Ils l’ont fait. Ils ont vraiment osé. Enterrer un criminel de guerre avec plus de faste qu’un roi, et appeler ça des funérailles d’État. Nebojša Pavković, condamné à 22 ans de prison par le Tribunal pénal international pour l’ex-Yougoslavie pour crimes contre l’humanité au Kosovo – massacres, déportations, villages rasés –, est mort en détention en 2024. Et hier, la Serbie a décidé que ça valait une célébration nationale. Oui, une célébration.

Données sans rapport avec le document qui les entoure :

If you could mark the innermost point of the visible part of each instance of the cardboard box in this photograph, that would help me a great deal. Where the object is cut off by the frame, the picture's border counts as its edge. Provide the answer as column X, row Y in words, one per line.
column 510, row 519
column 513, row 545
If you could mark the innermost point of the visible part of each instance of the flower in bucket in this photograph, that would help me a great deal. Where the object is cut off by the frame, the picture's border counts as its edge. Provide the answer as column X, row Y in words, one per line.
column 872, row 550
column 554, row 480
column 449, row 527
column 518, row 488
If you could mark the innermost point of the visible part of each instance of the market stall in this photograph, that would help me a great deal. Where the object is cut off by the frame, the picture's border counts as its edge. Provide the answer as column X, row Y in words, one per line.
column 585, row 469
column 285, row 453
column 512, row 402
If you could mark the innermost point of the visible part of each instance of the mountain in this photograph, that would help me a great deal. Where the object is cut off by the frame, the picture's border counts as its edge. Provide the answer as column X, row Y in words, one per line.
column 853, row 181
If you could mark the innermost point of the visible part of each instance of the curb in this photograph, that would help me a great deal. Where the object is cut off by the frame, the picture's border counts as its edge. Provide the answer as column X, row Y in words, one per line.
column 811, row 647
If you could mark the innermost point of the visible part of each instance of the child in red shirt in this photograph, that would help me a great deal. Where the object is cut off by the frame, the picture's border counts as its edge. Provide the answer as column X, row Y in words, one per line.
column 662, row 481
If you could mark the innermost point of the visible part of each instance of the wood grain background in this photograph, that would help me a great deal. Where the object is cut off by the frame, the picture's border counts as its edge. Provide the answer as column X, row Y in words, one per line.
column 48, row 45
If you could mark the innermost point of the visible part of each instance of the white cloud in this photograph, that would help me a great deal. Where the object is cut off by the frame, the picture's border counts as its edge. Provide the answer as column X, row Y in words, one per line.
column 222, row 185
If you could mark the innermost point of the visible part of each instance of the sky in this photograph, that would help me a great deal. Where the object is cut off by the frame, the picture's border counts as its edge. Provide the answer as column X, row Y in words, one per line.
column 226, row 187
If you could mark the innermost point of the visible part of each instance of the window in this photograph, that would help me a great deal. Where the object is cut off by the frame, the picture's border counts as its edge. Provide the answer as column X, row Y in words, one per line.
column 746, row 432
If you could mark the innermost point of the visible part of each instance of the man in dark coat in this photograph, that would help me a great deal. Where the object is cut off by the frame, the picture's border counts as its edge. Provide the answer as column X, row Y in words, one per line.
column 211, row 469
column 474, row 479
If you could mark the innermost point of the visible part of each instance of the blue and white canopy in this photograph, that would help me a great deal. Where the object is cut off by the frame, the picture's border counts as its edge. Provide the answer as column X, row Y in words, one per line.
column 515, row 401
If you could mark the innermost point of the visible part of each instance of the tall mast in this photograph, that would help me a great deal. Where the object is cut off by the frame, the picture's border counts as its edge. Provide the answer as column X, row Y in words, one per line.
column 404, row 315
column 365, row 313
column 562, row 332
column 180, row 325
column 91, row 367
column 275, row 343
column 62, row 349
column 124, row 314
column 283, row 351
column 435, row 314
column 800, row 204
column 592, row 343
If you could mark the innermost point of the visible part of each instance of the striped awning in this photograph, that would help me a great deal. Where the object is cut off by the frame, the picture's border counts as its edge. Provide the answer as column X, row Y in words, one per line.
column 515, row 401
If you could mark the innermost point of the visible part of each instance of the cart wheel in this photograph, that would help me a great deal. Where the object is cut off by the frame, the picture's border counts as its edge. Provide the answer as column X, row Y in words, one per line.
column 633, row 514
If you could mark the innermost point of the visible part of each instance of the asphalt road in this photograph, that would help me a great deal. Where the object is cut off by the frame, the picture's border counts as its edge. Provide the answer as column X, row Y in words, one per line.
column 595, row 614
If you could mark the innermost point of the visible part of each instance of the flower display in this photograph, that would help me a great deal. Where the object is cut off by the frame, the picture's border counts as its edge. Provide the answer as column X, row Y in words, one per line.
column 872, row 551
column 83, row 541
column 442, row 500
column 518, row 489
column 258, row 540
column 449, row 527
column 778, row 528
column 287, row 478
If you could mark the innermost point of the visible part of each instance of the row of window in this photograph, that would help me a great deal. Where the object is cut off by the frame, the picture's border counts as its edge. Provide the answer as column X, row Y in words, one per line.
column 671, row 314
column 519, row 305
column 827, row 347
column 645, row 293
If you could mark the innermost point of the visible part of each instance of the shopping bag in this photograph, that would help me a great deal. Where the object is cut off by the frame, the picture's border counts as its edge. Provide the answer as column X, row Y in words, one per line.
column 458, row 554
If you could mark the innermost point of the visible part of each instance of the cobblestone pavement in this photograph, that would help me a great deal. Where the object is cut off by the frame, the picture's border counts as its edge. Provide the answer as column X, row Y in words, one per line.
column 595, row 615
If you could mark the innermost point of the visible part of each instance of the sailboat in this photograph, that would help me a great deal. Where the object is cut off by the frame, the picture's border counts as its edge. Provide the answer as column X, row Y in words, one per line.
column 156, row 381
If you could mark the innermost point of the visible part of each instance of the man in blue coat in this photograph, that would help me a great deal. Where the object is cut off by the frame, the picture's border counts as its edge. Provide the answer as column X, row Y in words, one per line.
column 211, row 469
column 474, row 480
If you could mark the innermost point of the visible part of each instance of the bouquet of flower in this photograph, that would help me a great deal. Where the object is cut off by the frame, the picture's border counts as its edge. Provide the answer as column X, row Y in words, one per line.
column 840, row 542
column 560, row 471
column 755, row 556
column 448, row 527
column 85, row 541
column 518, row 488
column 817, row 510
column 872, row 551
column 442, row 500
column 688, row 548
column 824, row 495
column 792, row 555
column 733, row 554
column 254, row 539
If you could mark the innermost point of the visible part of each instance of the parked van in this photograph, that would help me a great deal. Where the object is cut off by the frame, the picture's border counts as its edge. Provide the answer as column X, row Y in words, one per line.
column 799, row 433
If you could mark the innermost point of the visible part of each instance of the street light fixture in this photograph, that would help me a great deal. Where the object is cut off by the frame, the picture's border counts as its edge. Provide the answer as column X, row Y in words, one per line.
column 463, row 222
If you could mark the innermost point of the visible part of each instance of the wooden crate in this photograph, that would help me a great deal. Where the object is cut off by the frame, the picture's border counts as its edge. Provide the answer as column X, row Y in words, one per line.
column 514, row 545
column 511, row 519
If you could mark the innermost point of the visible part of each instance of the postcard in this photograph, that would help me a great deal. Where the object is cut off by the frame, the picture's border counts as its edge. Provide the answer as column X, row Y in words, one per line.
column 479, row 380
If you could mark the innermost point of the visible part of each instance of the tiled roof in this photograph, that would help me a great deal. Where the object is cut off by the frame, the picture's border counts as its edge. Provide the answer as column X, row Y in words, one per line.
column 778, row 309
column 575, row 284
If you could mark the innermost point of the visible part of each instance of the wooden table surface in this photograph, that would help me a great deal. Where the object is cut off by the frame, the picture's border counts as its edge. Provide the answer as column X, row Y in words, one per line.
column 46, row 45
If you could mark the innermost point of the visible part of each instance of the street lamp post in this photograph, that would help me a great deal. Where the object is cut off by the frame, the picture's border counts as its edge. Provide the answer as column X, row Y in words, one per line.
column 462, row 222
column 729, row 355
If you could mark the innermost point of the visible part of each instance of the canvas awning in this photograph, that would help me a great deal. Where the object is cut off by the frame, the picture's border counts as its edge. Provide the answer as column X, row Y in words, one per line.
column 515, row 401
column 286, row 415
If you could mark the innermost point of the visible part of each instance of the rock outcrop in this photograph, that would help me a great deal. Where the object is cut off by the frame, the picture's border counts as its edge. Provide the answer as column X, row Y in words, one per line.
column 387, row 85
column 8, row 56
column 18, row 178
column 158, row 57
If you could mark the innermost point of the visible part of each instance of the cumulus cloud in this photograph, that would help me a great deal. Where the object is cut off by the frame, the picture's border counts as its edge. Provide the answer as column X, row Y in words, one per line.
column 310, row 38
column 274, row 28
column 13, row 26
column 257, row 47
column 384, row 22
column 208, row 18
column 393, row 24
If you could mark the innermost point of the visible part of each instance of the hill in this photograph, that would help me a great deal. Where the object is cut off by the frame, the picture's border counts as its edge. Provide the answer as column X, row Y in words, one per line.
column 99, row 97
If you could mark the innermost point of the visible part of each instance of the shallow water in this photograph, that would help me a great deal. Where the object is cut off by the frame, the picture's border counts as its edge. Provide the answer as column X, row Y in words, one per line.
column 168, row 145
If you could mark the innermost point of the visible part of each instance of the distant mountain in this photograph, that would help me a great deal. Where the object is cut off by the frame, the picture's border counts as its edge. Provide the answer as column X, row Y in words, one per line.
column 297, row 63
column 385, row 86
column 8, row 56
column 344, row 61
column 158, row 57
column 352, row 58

À Belgrade, le spectacle était digne d’un film de propagande. Salves d’honneur, fanfare militaire, gerbes officielles. Le ministre de la Défense a même osé parler d’un « soldat qui a défendu la patrie ». Quant à Aleksandar Vučić, le président, il a brillé par son absence et son silence : une complicité discrète mais efficace. Pavković n’était pas un criminel, non, c’était un héros. Enfin, aux yeux de ceux qui n’ont jamais rencontré les victimes de ses ordres.
Au Kosovo, l’ironie se transforme en rage. « Ils osent enterrer avec gloire celui qui a ordonné le massacre de nos familles ? », s’étrangle Bekim Blakaj, directeur du Fonds humanitaire du Kosovo. À Mitrovica-Nord, des portraits de Pavković sont partis en fumée sur les trottoirs. À Pristina, le Premier ministre Albin Kurti a dénoncé une « réhabilitation officielle du génocide ». Pendant ce temps, l’Occident se contente de murmures diplomatiques : Human Rights Watch parle d’un « signal dangereux », Amnesty International regrette que « la Serbie piétine la mémoire des victimes », et l’UE appelle à « la retenue ».
Et alors, au bout du compte, le cercueil descend, la fanfare joue, les gerbes s’alignent… et le monde, lui, se félicite d’avoir respecté le protocole. Du grand art bureaucratique, à défaut d’humanité.